Causaly Announces New Agentic AI for Drug Discovery

Written by Fabiola Mann

Causaly has released a new version of Discover—a platform that helps scientists easily understand complex biomedical data. The company believes this could massively aid drug researchers, accelerating the time taken to deliver treatments from bench to bedside.  

Pharmaceutical companies spend an average of $2.3 billion to develop a single drug. A closer look at this steep price reveals a major culprit: the years spent sifting through data to prove that a medication is both safe and effective—an essential component of any new drug’s success. 

Such an arduous process significantly slows down drug development pipelines—end-to-end, getting a new treatment into clinics takes around 10–15 years. For “newer areas of medicine,” like gene therapy, this timeline can stretch up to 30 years.  

End-to-End Autonomous Research with Agentic AI

On 31 March, Causaly announced the latest evolution of Discovera cutting-edge application designed to address this exact problem.

At its core, Discover is an agentic AIa concept popularized in 2024 as large language models (LLMs) like Google’s Gemini 2.0 and OpenAI’s o3 evolved from simple text generation to more difficult tasks, like planning and reasoning. These AI agents operate autonomously, meaning they can complete tasks on their own initiative without the need for human intervention. 

Think of it in the context of an office: Traditionally, LLMs answer questions when asked, providing assistance with administrative tasks like responding to emails. However, an Agentic AI model goes a step further—it can reschedule meetings, book appointments, and follow up with clients—all on its own.  

Discover: Bringing Biomedical Knowledge Together, Faster

Discover follows these same principles but translates them into a biomedical language—analyzing and interpreting large datasets without any human input.  

It harnesses both internal and external data sources (including the Human Protein Atlas and online web searches), generating comprehensive reports and answering complex research questions that could otherwise take years to answer.  

Discover also utilizes information from Causaly’s Bio Graph, a vast biomedical database connecting 500 million facts and 70 million data relationships, which the team claims is the largest of its kind.   

Through these initiatives, the company hopes that Discover can accelerate research behind potential new treatments, connecting patients with better treatments faster.

Co-founder and CEO, Yiannis Kiachopoulos, states:  

“Causaly Discover serves as the central hub for all information researchers need to accelerate therapies to market.
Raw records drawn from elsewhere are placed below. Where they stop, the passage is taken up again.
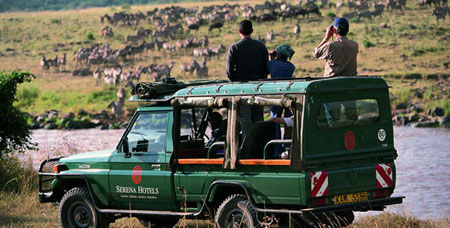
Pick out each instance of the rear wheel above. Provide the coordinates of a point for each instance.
(235, 211)
(77, 210)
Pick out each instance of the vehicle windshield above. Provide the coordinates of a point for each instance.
(148, 132)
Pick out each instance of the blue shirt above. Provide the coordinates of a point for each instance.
(280, 69)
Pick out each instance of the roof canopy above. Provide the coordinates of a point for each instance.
(220, 88)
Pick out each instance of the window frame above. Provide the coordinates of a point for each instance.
(130, 126)
(322, 102)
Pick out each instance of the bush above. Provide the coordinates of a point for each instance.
(330, 15)
(15, 177)
(126, 7)
(26, 97)
(90, 36)
(368, 44)
(15, 132)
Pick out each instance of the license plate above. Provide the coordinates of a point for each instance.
(350, 198)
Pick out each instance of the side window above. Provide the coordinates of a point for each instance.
(348, 113)
(191, 121)
(148, 132)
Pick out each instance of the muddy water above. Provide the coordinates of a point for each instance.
(423, 165)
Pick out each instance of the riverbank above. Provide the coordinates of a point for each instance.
(13, 207)
(422, 207)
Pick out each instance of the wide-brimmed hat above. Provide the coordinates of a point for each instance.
(286, 50)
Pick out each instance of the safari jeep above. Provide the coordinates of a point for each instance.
(338, 157)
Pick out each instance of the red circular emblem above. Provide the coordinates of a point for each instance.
(349, 140)
(136, 176)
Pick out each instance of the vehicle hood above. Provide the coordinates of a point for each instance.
(90, 157)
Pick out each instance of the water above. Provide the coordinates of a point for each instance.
(423, 173)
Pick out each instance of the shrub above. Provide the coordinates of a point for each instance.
(126, 7)
(26, 97)
(15, 132)
(55, 21)
(368, 44)
(90, 36)
(15, 177)
(330, 15)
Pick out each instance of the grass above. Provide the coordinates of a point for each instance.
(25, 37)
(20, 207)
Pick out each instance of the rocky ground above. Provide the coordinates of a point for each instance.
(53, 119)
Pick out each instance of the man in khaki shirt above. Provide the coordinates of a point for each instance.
(340, 55)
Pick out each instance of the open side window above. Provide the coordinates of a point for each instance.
(264, 143)
(348, 113)
(148, 132)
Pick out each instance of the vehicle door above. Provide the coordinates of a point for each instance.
(138, 180)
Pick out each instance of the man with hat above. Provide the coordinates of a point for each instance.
(340, 55)
(247, 58)
(246, 61)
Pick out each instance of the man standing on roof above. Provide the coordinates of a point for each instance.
(246, 61)
(340, 55)
(247, 58)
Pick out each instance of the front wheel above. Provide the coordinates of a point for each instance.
(77, 210)
(235, 211)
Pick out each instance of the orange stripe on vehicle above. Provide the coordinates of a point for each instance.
(200, 161)
(264, 162)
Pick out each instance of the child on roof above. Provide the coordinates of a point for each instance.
(279, 67)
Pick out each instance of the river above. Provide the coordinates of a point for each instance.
(423, 165)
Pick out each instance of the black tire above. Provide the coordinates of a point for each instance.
(77, 211)
(159, 222)
(235, 211)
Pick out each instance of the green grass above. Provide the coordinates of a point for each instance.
(20, 207)
(26, 37)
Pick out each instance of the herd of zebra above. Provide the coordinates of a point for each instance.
(173, 25)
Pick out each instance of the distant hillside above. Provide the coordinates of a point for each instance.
(50, 5)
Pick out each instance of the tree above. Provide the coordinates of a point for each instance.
(14, 130)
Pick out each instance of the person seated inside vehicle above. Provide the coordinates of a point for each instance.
(289, 123)
(258, 136)
(218, 128)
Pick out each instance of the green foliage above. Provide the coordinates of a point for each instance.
(330, 15)
(15, 177)
(105, 95)
(90, 36)
(368, 44)
(55, 21)
(26, 97)
(14, 130)
(126, 7)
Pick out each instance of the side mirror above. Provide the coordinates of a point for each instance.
(125, 148)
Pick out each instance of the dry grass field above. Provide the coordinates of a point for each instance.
(412, 42)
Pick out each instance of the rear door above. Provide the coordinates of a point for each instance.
(348, 146)
(140, 181)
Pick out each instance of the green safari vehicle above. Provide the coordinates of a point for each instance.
(337, 157)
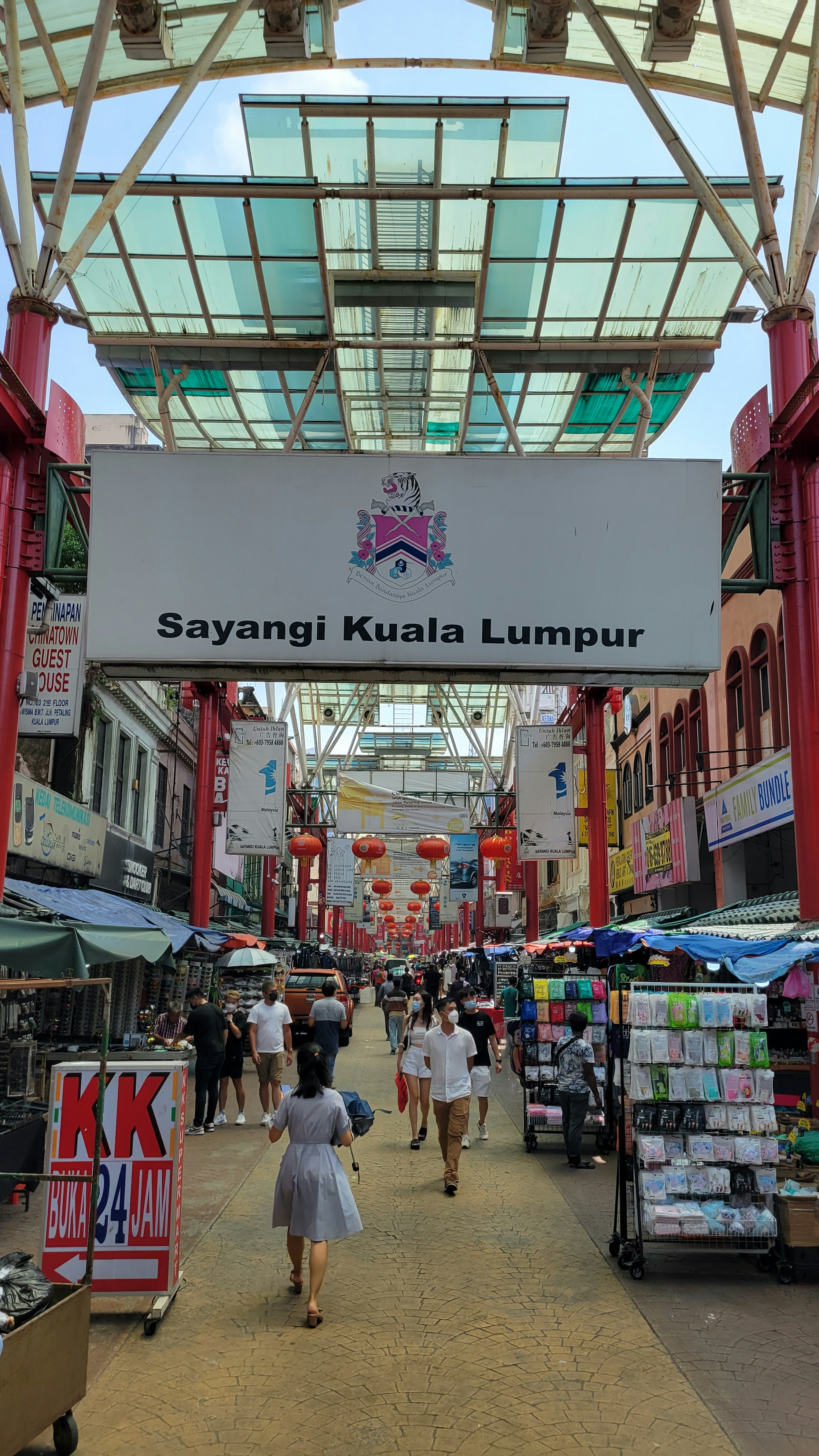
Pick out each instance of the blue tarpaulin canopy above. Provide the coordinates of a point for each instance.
(98, 908)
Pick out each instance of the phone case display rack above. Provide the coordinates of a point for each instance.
(544, 1018)
(694, 1174)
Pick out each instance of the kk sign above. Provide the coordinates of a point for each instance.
(141, 1177)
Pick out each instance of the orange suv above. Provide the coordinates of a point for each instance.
(304, 988)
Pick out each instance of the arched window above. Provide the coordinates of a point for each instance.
(738, 705)
(627, 800)
(699, 775)
(665, 758)
(783, 685)
(637, 782)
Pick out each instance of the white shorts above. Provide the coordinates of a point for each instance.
(413, 1062)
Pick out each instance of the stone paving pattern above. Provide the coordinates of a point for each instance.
(489, 1323)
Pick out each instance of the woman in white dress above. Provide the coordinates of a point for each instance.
(412, 1064)
(312, 1198)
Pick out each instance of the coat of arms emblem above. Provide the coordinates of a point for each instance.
(401, 544)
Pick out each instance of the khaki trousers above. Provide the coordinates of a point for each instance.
(452, 1122)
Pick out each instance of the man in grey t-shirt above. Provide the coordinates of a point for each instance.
(326, 1021)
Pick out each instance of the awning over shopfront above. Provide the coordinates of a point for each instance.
(66, 950)
(98, 908)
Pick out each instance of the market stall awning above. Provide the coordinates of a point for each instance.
(62, 950)
(98, 908)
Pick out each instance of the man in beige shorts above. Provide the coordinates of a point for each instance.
(272, 1046)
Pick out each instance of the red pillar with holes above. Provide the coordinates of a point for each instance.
(202, 862)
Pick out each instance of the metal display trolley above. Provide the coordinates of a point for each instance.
(630, 1237)
(44, 1363)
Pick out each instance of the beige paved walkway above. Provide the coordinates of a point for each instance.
(489, 1323)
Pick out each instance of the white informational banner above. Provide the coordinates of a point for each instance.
(365, 807)
(464, 867)
(340, 873)
(257, 788)
(544, 785)
(141, 1177)
(56, 653)
(55, 830)
(410, 550)
(751, 803)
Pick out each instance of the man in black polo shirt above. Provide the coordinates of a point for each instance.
(483, 1031)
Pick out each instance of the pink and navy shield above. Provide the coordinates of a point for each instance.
(401, 536)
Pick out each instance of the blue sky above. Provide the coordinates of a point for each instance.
(607, 136)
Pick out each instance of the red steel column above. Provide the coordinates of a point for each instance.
(269, 895)
(30, 334)
(789, 344)
(533, 897)
(202, 865)
(597, 810)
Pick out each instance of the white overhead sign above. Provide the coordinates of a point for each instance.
(471, 566)
(544, 784)
(257, 788)
(56, 653)
(751, 803)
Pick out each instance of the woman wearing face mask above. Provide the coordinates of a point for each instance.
(412, 1062)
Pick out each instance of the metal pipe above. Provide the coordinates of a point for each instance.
(501, 404)
(22, 168)
(91, 232)
(750, 143)
(680, 152)
(804, 194)
(307, 402)
(75, 139)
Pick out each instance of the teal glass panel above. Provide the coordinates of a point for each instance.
(293, 289)
(149, 226)
(591, 228)
(470, 149)
(640, 290)
(659, 228)
(285, 226)
(216, 226)
(406, 148)
(524, 229)
(534, 142)
(274, 140)
(167, 286)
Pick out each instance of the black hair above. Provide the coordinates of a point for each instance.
(426, 1013)
(311, 1066)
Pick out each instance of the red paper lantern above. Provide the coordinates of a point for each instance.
(369, 849)
(432, 849)
(305, 846)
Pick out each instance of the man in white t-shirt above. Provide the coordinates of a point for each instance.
(272, 1046)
New AI agents now deliver deeper insights so scientists can quickly move from questions to confident decisions with unmatched speed and transparency.”  

The team has reported that all information provided by Discover will come exclusively from trusted, verifiable sources, and that follow-up information can be easily requested through Causaly Copilot, their generative AI chat assistant. Scientists can even use Discover to automatically provide alerts and summaries of any new research in their chosen subject area. 

Zooming Out: The Bigger Picture

AI in drug discovery is becoming an increasingly crowded market, with one source reporting 463 startup companies already in the space.

So, how does Discover fit into the conversation? 

Spotlighting one giant of the industry, Google DeepMind has recently launched its family of machine learning models, “TxGemma,” to help developers build tools for specific drug discovery and development needs.

Similar to an AI “pick-n-mix,” companies can choose a basic model best suited for them before fine-tuning it with their own data—this way, they don’t have to build their own model from scratch, cutting down on both time and money.

Because of this, TxGemma can flex to meet different requirements across the pipeline—for example, to predict how safe and effective a drug is or how well the body absorbs it. But perhaps more importantly —and especially relevant here— Google DeepMind outlines the potential to integrate into agentic systems, tackling “more complex research questions” through multi-step reasoning and a specialized molecular and gene/protein toolkit.

Since agentic AI remains largely unexplored in drug discovery, DeepMind has also released a “Colab notebook” to track TxGemma’s usage, lifting the veil on how agentic AI could shape the field.

Key Takeaway

With the buzz around agentic systems at its peak last year, it is interesting to see this concept now colliding with the drug discovery world.

As technologies become more advanced, the industry could see a shift toward a faster, cleaner pipeline, moving beyond simply using AI to answer questions like “How effective is this compound?” and into an era of autonomous agents—supporting the research, design, and testing of new treatments with minimal human oversight.